Das Ziel für 2019 sei gewesen, sich auf 5,50 Meter zu steigern, erzählt Christine Adams. 5,60 Meter, das ist die Höhe, bei der Lita Baehre sich eingependelt hatte, eine Höhe kurz vor Weltklasse. 5,70 Meter reichen für internationale Qualifikationen, 5,80 Meter können auch schon mal einen großen Sieg bringen, 5,90 Meter sind richtig gut, 6,00 Meter sind das Maß aller Dinge – aktuell allerdings fast schon alltäglich.
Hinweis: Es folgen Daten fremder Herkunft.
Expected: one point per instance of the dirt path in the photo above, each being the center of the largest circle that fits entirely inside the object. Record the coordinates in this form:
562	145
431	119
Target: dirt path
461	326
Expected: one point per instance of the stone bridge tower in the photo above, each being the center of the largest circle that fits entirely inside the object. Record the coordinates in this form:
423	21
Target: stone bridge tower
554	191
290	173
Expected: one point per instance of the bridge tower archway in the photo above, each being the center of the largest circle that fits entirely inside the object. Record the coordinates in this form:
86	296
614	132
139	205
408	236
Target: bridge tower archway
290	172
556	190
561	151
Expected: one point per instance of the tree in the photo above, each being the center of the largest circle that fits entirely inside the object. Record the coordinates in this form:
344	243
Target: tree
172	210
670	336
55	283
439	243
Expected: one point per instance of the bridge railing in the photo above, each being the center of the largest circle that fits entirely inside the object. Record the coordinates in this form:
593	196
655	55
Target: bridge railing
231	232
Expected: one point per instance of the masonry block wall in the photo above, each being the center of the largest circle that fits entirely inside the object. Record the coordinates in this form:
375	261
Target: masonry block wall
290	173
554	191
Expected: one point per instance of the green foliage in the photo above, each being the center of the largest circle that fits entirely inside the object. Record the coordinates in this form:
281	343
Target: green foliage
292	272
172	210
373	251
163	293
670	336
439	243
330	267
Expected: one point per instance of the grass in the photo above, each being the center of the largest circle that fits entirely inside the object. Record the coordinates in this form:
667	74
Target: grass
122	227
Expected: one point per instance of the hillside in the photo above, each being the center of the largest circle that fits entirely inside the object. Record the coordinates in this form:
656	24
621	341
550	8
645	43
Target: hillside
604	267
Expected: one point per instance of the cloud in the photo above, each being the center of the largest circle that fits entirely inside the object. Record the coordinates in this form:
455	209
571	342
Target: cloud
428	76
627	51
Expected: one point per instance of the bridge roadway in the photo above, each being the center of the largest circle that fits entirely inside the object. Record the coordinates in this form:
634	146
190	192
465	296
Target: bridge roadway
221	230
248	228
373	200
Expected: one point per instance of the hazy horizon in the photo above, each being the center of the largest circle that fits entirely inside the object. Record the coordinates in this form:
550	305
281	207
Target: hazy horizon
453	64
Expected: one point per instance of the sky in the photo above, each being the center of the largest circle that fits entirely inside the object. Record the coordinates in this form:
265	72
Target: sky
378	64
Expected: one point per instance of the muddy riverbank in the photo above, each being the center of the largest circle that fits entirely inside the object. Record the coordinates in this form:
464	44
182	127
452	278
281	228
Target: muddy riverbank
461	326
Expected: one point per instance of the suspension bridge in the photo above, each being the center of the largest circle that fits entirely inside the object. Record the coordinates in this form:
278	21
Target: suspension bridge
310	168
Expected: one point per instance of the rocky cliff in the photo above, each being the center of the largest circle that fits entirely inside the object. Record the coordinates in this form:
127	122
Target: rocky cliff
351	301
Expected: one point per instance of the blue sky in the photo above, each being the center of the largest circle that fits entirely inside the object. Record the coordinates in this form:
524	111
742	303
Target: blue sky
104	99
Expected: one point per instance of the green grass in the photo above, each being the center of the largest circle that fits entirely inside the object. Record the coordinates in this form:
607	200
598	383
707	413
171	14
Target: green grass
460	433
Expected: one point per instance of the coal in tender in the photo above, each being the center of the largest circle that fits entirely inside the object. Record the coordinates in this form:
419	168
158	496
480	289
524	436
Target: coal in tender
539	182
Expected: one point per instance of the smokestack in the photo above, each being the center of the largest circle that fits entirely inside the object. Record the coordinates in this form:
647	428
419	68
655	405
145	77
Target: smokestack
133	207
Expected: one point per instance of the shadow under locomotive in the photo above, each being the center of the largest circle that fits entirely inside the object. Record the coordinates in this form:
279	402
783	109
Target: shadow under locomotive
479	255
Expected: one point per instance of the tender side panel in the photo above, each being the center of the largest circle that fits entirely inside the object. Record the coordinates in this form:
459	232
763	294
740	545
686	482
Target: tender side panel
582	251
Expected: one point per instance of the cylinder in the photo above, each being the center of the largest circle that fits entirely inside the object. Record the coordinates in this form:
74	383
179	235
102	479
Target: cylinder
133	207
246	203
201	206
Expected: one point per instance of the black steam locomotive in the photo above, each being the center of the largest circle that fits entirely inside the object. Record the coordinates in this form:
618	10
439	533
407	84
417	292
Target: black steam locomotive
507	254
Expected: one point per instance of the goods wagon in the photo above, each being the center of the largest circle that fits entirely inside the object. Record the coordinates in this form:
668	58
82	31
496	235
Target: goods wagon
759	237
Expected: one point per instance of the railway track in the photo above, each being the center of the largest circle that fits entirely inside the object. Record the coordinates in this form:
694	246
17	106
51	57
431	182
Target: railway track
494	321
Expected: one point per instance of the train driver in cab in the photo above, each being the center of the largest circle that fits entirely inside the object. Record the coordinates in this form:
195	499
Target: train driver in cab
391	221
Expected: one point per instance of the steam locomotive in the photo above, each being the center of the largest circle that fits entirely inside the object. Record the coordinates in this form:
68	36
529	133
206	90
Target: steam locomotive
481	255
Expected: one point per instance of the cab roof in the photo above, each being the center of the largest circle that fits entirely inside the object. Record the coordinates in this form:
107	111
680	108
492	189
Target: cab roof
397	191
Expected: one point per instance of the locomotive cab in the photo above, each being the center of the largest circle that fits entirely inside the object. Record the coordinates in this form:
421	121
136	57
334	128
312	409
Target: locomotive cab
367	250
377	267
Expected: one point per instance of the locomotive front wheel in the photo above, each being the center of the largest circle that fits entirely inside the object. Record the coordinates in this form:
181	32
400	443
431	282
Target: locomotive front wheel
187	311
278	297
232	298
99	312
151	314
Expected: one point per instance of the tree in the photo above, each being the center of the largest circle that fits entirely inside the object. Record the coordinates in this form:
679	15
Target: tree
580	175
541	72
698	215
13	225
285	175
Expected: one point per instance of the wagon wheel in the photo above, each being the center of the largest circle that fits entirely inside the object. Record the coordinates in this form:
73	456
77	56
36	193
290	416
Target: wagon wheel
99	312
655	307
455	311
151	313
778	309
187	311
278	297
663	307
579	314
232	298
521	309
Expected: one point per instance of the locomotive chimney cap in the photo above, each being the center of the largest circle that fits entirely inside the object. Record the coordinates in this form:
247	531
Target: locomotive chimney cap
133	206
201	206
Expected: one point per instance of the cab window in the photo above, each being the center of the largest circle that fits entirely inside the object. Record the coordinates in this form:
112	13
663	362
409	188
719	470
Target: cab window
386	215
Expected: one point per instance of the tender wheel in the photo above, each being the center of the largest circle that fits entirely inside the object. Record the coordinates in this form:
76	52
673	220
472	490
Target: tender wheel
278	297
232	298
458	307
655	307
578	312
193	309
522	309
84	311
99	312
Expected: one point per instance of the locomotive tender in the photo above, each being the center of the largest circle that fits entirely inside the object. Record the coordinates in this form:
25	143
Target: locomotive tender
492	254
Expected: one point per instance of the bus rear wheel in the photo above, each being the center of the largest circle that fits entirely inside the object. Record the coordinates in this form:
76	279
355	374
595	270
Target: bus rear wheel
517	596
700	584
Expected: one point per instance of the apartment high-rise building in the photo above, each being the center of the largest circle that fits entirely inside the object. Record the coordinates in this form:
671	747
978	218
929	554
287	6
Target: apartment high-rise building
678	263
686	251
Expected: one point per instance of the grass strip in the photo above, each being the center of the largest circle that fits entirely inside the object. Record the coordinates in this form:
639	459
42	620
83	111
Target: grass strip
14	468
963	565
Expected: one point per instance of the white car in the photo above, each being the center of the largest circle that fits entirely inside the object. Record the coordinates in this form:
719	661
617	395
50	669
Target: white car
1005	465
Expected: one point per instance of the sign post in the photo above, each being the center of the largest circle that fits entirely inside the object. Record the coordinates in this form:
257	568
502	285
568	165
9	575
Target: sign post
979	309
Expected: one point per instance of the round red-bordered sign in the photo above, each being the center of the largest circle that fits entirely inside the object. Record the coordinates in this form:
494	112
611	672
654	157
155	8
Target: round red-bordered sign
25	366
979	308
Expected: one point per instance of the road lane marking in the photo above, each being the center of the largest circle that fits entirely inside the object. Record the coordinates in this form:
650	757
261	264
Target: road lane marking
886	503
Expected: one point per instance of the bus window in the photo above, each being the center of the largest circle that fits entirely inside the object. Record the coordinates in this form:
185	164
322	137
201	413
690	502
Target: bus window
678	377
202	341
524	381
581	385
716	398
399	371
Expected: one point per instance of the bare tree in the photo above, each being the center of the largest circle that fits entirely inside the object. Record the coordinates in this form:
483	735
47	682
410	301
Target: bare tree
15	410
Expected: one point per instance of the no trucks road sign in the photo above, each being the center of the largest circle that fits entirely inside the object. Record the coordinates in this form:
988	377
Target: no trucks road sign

In diesem Jahr sind mit Sam Kendricks (USA, 6,06 Meter), Piotr Lisek (Polen, 6,02) und dem schwedischen Überflieger Armand Duplantis (6,00), der so alt ist wie Lita Baehre, schon drei Athleten über die magische Marke geflogen. Aber das ist eine andere Geschichte. Torben Blech begann also, gemeinsam mit Lita Baehre unter Christine Adams zu trainieren. Und Ende Januar hakte er das Saisonziel ab: 5,50 Meter. Was folgte, damit konnte niemand rechnen. Über die 5,71 Meter (WM-Norm) steigerte sich Torben Blech auf für einen Anfänger sagenhafte 5,80 Meter – das bedeutet Olympia-Norm.
Die Folgen waren erheblich. Der für September geplante Griechenlandurlaub musste abgesagt werden, stattdessen geht Blech jetzt in Doha auf Höhenjagd. Und kann fast schon sicher für eine Reise zu den Olympischen Spielen 2020 in Tokio planen, da es außer Lita Baehre und dem ehemaligen Weltmeister Raphael Holzdeppe (Zweibrücken) zur Zeit nicht wirklich weitere Olympia-Anwärter im deutschen Stabhochsprung gibt.
Bei seinem Durchmarsch in die Weltspitze hat Blech auch mal eben seinen Kollegen Lita Baehre überholt, der sich in dieser Saison auf 5,72 Meter steigern konnte. Der Haussegen hängt deshalb aber nicht schief in der Leverkusener Trainingshalle, im Gegenteil, es herrscht Aufbruchstimmung: „Ich bin nicht sauer“, sagt Lita Baehre. Er freue sich lieber über die eigenen Fortschritte: „Ich bin technisch besser geworden und springe konstanter. Wenn die Technik sauber bleibt, kommt die Höhe in den nächsten Jahren von allein, da mache ich mir keinen Stress.“
Trainerin Adams sagt: „So etwas wie Zickenalarm gibt es nicht, die Jungs sehen das sportlich, die wissen, dass sie voneinander profitieren.“ Nachdem Blech die WM-Norm geschafft hatte, sei Lita Baehre im Training „krass konzentriert“ gewesen, „denn natürlich ist es für Bo ganz schlimm, nur noch die Nummer zwei der Trainingsgruppe zu sein“. In Doha hat er die Chance, das zu ändern. Die Qualifikation der Stabhochspringer findet am Samstag (16.30 Uhr) statt, das Finale am Montag (19.05 Uhr).